The headlines are filled with dramatic talk of the "Bomb" cyclone hitting the West Coast. When you have a large segment of the population traveling to "grandma's house", this makes for great news copy but is it accurate and does it mean destruction? Let's take a look at where this storm formed and see if we should call it a "BOMB!"
September 2019 Sea Surface Temperature Anomalies. (Red indicates warm water.)

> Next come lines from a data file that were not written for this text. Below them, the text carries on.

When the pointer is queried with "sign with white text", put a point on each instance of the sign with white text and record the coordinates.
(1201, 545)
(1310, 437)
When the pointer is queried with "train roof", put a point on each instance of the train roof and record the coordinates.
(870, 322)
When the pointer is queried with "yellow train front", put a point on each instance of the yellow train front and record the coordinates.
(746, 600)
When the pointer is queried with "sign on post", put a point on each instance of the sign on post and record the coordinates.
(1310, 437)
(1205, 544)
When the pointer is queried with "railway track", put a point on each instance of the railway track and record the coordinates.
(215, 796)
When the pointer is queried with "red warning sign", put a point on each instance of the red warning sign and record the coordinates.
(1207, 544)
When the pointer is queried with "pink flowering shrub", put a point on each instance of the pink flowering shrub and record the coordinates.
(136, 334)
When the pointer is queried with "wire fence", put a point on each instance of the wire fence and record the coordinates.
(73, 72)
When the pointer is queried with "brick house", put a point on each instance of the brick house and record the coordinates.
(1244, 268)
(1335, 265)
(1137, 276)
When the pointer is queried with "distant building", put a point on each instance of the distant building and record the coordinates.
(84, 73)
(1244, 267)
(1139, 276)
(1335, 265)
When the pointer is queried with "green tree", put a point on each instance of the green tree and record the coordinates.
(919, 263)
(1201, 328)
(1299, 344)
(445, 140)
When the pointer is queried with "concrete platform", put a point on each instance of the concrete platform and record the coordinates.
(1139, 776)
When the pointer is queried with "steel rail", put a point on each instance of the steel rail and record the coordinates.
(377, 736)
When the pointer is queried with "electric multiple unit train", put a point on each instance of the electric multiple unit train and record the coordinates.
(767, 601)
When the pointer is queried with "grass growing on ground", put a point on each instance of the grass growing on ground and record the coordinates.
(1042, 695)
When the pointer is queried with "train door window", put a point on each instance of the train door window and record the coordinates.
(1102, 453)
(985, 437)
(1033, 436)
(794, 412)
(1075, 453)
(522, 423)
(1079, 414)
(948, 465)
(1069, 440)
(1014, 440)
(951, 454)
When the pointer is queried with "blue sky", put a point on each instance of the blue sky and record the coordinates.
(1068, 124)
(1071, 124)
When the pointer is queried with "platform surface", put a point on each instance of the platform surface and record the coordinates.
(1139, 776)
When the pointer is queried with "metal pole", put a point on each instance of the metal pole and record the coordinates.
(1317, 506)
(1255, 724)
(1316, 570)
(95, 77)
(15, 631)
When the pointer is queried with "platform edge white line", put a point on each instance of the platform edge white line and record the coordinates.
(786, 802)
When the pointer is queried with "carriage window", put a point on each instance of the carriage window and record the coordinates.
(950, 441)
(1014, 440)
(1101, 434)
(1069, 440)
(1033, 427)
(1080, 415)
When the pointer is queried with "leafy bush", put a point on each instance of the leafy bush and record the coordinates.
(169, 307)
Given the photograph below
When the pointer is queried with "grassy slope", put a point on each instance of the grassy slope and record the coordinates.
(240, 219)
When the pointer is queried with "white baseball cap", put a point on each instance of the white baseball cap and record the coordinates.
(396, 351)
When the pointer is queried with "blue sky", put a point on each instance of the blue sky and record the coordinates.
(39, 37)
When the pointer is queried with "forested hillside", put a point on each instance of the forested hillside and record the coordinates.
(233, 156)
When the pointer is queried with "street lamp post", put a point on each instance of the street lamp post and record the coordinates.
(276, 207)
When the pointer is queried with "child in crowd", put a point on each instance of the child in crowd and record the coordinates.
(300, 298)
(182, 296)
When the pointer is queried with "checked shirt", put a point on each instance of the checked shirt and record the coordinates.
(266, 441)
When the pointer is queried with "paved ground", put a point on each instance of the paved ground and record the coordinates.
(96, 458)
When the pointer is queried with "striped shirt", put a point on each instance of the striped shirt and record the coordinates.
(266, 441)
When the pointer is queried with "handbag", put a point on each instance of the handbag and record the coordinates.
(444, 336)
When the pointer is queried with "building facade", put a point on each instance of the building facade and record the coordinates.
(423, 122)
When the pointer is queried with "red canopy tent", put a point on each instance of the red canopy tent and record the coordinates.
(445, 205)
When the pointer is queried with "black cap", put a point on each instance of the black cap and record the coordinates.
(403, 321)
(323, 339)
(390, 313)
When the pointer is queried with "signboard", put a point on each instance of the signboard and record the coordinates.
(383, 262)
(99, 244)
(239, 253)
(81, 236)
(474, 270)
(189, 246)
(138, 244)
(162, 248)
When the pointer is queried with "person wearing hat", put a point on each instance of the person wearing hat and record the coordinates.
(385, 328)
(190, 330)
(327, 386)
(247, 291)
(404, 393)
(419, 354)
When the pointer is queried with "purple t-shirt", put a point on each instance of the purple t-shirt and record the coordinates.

We have seen unusually warm ocean waters sitting off the coast of California this year (area of red/orange in graphic above). This resulted in an unusually large number of days of eddy winds for San Francisco. Eddies are counter clockwise wind patterns that do not extend up very high in the atmosphere and are cut off from the major flow. We can likely blame these eddies on the blob of very warm ocean temperatures. Frequently we watched as an area of Low pressure formed in this region and then drifted off the coast, forming large eddies that brought Southerly winds into San Francisco.
November 2019 Sea Surface Temperature Anomalies
Fast forward to November and that blob of super warm water is still in the Eastern Pacific, though it has shifted a little to the west. Well, these warm waters are now providing one of the ingredients for our "Bomb" cyclone.
850 mb Temperatures. (California is highlighted)
Bomb cyclone is a term used when a Low pressure deepens very quickly, about 1 millibar per hour. We see this type of quick intensification when there is a large temperature contrast between two airmasses that are wrapping around a Low. On Monday a wave of cold air (seen above as area of blue) slid across the Eastern Pacific,over that blob and met up with the warm Pacific air. As they met the Low deepened very quickly.
Pressure Reading for Buoy, 500 miles west of Eureka, California
The Low sat over the Eastern Pacific on Monday and rapidly intensified - hence the term "bomb". This buoy (#46006) showed a drop of 0.45" inches of mercury or about 15mb. That is fast but not quite enough to be considered a bomb.